Сколько мне было? – Лет девять-десять? Уже шевельнулась потребность задуматься о предстоящей судьбе, и еще не было опаски оказаться не понятым, высмеянным.

И я спросил отца: «А в чем смысл жизни?»

Разговор происходил дома, в какую-то редкую неторопливую минуту. Наверное, я ожидал услышать нечто ведомое только старшим, таящее высшую мудрость и от этого почти запретное, – потому как четко помню: ответ «в том, чтобы хорошо жить» прозвучал для меня как оскорбление.

Жили мы – весьма небогато, (обстановка – самое необходимое, – притом, очень разношерстная; одежда – ни мама не модница, ни отец не пижон, а мне – всё перешивалось из старья; еда – «щи, да каша»), но к богатству, вроде бы, и не стремились. Постоянно испытываемая нужда не выливалась в чисто материальные вожделения. Поэтому слова отца болезненно резанули меня. Я имею в виду их прямой смысл. Но, отвечая, он как-то странно помедлил и хмыкнул. Усмешка-то и показалась мне подозрительной. Ответив на вопрос, отец как бы оставлял его открытым. Ну, ладно: «Хорошо жить». А дальше что?

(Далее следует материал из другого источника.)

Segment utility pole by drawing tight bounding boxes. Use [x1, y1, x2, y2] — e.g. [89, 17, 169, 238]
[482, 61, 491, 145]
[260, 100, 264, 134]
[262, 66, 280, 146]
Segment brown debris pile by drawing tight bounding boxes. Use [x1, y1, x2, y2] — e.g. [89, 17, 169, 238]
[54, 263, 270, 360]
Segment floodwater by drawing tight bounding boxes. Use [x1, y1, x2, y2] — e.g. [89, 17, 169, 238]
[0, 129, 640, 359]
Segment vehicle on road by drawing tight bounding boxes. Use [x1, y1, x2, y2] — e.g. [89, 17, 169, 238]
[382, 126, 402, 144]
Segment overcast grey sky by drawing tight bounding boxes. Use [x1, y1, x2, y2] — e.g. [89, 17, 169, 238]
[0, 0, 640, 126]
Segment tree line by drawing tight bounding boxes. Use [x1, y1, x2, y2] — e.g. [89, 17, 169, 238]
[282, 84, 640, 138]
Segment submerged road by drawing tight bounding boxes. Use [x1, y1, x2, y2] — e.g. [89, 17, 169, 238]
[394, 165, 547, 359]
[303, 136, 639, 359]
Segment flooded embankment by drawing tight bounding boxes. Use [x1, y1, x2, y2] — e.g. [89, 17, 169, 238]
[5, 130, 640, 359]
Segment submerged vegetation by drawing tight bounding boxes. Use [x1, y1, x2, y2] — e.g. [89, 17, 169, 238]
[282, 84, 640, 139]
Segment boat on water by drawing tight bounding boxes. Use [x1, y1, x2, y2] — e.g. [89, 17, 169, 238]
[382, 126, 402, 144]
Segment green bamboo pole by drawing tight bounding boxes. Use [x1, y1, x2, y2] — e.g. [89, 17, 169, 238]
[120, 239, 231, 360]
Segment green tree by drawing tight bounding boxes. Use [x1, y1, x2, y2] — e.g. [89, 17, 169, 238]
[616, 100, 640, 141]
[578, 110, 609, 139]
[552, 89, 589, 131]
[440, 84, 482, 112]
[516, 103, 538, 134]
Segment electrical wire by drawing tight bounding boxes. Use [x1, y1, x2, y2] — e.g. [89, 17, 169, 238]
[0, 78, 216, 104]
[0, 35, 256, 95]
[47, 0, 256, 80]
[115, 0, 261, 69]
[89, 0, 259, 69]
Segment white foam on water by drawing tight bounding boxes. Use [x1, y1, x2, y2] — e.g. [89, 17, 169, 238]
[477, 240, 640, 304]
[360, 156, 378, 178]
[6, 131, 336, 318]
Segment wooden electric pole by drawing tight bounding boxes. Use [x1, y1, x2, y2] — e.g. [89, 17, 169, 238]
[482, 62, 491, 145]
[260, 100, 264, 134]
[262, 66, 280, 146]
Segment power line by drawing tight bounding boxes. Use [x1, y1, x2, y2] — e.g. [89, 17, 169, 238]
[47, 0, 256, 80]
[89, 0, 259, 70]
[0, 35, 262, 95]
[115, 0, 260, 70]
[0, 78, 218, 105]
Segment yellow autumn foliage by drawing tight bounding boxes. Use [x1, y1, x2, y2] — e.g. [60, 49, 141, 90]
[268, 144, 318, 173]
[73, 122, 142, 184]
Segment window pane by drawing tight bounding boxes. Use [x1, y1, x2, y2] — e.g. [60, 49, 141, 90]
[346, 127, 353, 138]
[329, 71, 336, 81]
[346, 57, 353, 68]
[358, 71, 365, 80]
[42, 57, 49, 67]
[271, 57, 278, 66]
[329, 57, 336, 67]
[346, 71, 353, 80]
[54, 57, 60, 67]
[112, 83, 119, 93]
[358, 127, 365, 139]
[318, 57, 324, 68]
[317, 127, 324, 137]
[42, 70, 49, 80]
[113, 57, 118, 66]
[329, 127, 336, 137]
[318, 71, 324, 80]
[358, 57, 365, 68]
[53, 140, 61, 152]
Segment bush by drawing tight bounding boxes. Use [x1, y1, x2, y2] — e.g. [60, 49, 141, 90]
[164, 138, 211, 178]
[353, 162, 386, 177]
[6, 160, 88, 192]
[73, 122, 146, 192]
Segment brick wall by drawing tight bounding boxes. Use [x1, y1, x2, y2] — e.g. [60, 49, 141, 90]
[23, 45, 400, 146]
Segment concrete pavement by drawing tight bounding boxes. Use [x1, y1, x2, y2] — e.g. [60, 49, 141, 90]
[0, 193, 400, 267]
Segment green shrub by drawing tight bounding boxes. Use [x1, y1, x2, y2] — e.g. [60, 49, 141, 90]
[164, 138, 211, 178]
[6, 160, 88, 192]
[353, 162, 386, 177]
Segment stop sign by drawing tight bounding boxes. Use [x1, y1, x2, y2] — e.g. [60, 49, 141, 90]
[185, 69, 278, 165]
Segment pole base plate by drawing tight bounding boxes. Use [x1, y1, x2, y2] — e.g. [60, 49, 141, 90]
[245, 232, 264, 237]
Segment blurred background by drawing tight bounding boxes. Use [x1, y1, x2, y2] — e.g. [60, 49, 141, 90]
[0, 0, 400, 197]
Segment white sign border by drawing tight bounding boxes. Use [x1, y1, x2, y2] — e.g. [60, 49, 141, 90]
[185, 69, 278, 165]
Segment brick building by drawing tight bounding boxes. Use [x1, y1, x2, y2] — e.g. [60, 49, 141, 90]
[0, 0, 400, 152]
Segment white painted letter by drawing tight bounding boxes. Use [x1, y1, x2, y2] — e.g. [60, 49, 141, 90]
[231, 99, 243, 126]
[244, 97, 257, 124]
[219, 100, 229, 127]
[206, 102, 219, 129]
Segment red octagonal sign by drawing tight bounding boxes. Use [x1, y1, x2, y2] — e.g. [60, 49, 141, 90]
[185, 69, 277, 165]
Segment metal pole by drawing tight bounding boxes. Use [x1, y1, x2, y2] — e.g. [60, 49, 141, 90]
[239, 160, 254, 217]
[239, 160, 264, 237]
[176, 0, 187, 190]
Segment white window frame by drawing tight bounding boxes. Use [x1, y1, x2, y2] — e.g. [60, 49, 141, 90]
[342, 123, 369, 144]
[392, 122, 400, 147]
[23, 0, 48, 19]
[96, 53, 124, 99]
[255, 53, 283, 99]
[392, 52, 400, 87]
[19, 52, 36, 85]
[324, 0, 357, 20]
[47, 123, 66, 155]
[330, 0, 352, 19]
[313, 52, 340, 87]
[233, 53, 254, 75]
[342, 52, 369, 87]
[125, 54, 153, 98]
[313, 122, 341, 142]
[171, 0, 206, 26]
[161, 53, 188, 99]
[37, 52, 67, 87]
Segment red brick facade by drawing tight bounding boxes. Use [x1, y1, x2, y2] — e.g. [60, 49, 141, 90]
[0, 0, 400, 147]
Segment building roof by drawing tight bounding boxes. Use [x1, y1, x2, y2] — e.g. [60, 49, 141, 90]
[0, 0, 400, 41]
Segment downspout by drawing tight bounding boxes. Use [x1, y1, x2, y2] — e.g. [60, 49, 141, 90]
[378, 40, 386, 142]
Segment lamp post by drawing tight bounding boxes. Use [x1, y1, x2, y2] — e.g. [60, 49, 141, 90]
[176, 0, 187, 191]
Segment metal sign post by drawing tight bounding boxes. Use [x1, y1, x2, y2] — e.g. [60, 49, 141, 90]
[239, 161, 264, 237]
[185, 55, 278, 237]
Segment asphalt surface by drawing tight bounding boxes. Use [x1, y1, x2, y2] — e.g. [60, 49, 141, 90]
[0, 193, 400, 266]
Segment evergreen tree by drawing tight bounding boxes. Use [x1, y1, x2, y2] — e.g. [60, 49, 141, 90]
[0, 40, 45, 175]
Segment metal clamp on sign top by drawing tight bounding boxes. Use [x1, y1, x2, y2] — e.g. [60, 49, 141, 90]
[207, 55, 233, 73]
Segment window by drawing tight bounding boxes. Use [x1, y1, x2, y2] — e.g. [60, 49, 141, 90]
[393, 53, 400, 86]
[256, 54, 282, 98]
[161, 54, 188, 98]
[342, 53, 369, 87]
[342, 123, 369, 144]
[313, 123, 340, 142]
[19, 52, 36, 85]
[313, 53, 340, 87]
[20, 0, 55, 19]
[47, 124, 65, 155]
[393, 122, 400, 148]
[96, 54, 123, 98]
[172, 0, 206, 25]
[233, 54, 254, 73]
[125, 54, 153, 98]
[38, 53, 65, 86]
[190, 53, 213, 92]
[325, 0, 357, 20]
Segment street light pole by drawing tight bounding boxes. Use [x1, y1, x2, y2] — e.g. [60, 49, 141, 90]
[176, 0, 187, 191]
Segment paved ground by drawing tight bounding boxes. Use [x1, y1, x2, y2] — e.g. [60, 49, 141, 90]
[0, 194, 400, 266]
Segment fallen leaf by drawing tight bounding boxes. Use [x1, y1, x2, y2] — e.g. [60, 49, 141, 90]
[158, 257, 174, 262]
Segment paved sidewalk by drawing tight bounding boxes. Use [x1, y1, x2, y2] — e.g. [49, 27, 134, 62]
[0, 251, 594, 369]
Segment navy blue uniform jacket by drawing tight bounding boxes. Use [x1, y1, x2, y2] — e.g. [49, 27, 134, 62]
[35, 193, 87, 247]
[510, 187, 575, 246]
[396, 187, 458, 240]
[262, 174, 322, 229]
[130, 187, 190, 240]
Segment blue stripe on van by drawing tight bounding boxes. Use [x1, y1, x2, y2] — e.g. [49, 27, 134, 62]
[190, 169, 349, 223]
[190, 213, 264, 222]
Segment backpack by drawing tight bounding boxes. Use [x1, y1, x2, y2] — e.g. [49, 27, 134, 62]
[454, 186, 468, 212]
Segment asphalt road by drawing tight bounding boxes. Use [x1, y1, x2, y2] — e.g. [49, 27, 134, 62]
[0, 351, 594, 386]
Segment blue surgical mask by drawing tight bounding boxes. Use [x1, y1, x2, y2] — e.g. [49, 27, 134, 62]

Пожалуй, только теперь я догадываюсь, что в усмешке (или в смешке?) отца таился и оттенок горечи, а может быть, вины (не сумел устроить личную жизнь, жизнь семьи, как подобает, – денег всегда не хватало), и забота о моем благополучии. Нежелание обольщать меня воздушными замками, маячившими за сверхзадачами. (А ведь, случалось, он подхлестывал мое честолюбие!). Мол, живи нормально, хорошо. А дальше – соображай сам…

* * *

Да, конечно, жизнь есть жизнь. И – надо жить дальше. Но почему я должен забыть о том, что выпало на мою долю, уйти от него? Ведь оно – мое. И только мое. Так сказать, неотъемлемая частная собственность. И потому моя – достовернейшая! – духовная реальность. Отказаться от нее – не значит ли отречься от себя?

* * *

Писать о том, что лучше всего знаешь. А это – прежде всего – твои беды и обиды. Стоит ли стыдиться их? Лишь бы успеть понять, что же произошло с тобой? И почему всё так?.. Раз возникает вопрос, он требует ответа. Вот только додумать этот ответ не хватает времени. День сегодняшний наступает, размывая и заслоняя вчерашний день. По сути, мы в полной мере не осознаем жизни, не успеваем. Как не осознаем сна. Только лишь постепенно и трудно что-то узнавая о себе, как бы переходим из одного сна – в другой. Пробуждаемся – в новом сне. И наше прозрение – всегда запоздалое.

* * *

Может быть, и нужно писать о том, что никому не интересно выслушивать. Выслушивать – как твое, и со стороны, извне. Прочесть же это можно – как свое, изнутри. Как досказанное кем-то за тебя. Как свое сокровенное признание самому себе.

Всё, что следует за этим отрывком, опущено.